1. Verification failures

Proof is malformed

  • The proof does not conform to the required format.
  • Result: verification fails deterministically.
  • Meaning: the proof cannot be evaluated.

Proof signature is invalid

  • The signature does not match the proof content.
  • Result: verification fails deterministically.
  • Meaning: the proof may have been altered or is not authentic.

Unsupported protocol version

  • The proof references a protocol version not supported by the verifier in use.
  • Result: verification fails deterministically.
  • Meaning: that verifier cannot evaluate that version.

2. Payment failures (proof creation only)

Payment affects only the ability to create a new finalized proof.

Payment failures do not affect existing proofs or verification outcomes.

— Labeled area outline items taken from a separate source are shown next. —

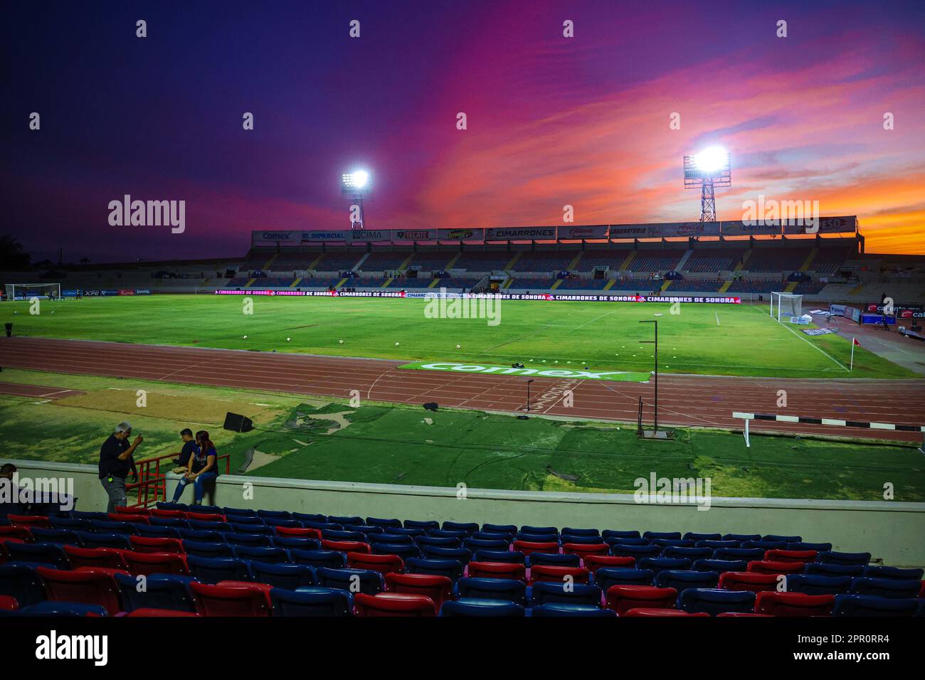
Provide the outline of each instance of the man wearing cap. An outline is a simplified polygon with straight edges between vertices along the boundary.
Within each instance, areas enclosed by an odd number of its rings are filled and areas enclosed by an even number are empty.
[[[117,505],[125,506],[125,478],[130,471],[136,477],[138,475],[131,454],[143,439],[141,436],[136,437],[130,445],[130,435],[131,426],[123,421],[116,426],[116,431],[100,447],[100,482],[109,496],[107,513],[115,513]]]

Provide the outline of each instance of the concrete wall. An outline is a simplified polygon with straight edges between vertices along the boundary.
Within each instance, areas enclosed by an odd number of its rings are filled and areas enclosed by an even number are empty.
[[[13,461],[20,476],[69,477],[80,510],[105,510],[106,495],[95,465]],[[177,477],[167,482],[172,495]],[[246,485],[251,485],[250,487]],[[637,503],[632,495],[402,487],[223,476],[216,505],[363,517],[398,517],[493,524],[799,535],[830,541],[845,552],[870,551],[874,561],[925,567],[925,503],[712,498],[693,505]],[[192,501],[187,489],[183,501]],[[130,500],[130,502],[131,501]],[[206,497],[206,502],[210,499]]]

Payment provider unavailable

  • Result: proof creation is temporarily unavailable.
  • Existing proofs remain verifiable.

Payment rejected or invalid

  • Result: proof creation fails.
  • No proof is created.

Consumed or reused payment

  • Result: proof creation fails deterministically.
  • Purpose: prevent duplicate or ambiguous proof creation.

3. Service unavailability

ImmutableProof service unavailable

  • Verification is specified to be possible without reliance on ImmutableProof services.
  • Existing proofs are not modified.

Partial outages

  • Verification endpoints may be temporarily unreachable.
  • Existing proofs remain unchanged.

4. If ImmutableProof disappears

  • Existing proofs remain verifiable according to the published protocol specification.
  • Verification does not require ImmutableProof services.
  • The protocol specification for INP v1.0 is frozen.
  • The protocol does not define revocation.

5. What the protocol does not provide

  • ImmutableProof does not interpret content.
  • Verification results do not depend on payment status.
  • Existing proofs are not modified retroactively.
  • The protocol does not provide a mechanism to revoke or invalidate existing proofs.